Former Vice-president Hamid Ansari, in a speech just after his retirement, commented that nowadays, Urdu is associated with Muslims which is what has caused its reduced usage. Surely, the undertones of his statement should be seen in the context of present day political landscape.
However, when I read this report, I was reminded of my first year in college in Patna when I attended 18th Chandrashekhar Memorial Lecture as an audience. It was our first semester and all the NSS (National Service Scheme) students – of which I was a part – were mandated by the professor in-charge to go and listen to the lecture. A famous Dastango (storyteller) had come to deliver the lecture, though i don’t remember the name. The topic was about language, in quest of language for society, or something in similar spirit, don’t quite exactly remember that either. The speaker declared at the onset of his address with vigour that presently,our society is suffering from acute linguistic crisis and people, special the youth doesn’t know what their language is. He further added that successive governments have ignored Urdu to favour Hindi since independence. Audience must have been left amused by these thoughts. Further, suggesting solutions, he claimed that only Urdu or Hindustani were the answer to these (perceived) problems. He also talked about the Ganga-Jamuni heritage and secular credentials of the language. It was 2013 and intense campaign for 2014 elections had polarized the atmosphere. Surely, audience, including we students, had strong opinions and comments to make. After the lecture, a charged discussion ensued with some sharp questions coming to the speaker. An elderly person, who was someone important as he was being treated very respectfully by everyone, went to the dais and refuted the speaker’s argument saying that society has no need to adopt urdu or Hindustani as it has already knit a language for itself. And he drew wide support from audience for that.

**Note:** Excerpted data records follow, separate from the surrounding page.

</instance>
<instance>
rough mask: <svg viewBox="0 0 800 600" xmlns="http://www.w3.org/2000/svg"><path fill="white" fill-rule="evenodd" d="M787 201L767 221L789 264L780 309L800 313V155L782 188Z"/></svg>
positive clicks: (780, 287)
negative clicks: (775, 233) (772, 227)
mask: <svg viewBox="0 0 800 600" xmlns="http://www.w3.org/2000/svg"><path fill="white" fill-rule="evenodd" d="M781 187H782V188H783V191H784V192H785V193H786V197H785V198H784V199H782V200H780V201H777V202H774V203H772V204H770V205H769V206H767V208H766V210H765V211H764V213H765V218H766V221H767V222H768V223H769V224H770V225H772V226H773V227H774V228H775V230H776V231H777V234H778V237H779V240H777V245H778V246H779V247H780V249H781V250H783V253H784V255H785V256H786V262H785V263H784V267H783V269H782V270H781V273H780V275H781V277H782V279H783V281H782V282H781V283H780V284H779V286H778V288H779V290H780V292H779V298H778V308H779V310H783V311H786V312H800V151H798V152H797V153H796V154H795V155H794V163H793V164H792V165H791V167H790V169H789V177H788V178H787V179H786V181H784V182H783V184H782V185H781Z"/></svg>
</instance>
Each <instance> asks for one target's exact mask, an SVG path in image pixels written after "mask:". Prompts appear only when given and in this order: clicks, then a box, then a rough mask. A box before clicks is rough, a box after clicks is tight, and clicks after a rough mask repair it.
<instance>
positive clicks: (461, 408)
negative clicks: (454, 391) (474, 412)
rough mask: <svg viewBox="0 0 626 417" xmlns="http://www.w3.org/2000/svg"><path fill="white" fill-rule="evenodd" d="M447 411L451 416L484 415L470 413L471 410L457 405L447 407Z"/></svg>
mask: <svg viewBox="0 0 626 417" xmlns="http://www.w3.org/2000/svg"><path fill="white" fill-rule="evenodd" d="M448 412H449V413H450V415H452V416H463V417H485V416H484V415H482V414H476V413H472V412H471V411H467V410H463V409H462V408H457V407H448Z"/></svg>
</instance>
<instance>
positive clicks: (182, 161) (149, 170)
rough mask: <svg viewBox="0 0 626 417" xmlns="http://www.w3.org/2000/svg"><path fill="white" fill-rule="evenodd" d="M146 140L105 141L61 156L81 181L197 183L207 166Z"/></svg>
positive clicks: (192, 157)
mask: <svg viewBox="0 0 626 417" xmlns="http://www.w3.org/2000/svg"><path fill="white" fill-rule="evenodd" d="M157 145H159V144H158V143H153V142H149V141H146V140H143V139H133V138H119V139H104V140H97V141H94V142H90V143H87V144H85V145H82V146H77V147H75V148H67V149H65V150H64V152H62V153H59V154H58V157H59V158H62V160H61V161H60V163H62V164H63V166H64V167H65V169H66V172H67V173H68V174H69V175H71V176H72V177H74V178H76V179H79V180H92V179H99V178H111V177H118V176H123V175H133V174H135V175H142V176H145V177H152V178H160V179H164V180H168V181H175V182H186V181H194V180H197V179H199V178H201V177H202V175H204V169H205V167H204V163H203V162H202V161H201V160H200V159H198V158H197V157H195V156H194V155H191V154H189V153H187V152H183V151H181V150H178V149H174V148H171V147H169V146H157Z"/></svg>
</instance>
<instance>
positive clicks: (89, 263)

I have narrated this incident as it quite successfully covers the arguments given by most people who mourn the downfall of urdu as well as the first-hand reaction they get. Also, it touches upon some present-day challenges and historical questions looming over the language debates in today’s India.
This is first introductory post in a series of a few blog-posts in which I will discuss and comment upon the language issues centered over northern parts of our country such as the circumstances in which Urdu developed, Hindi versus Urdu debate, secular credentials of languages, etc.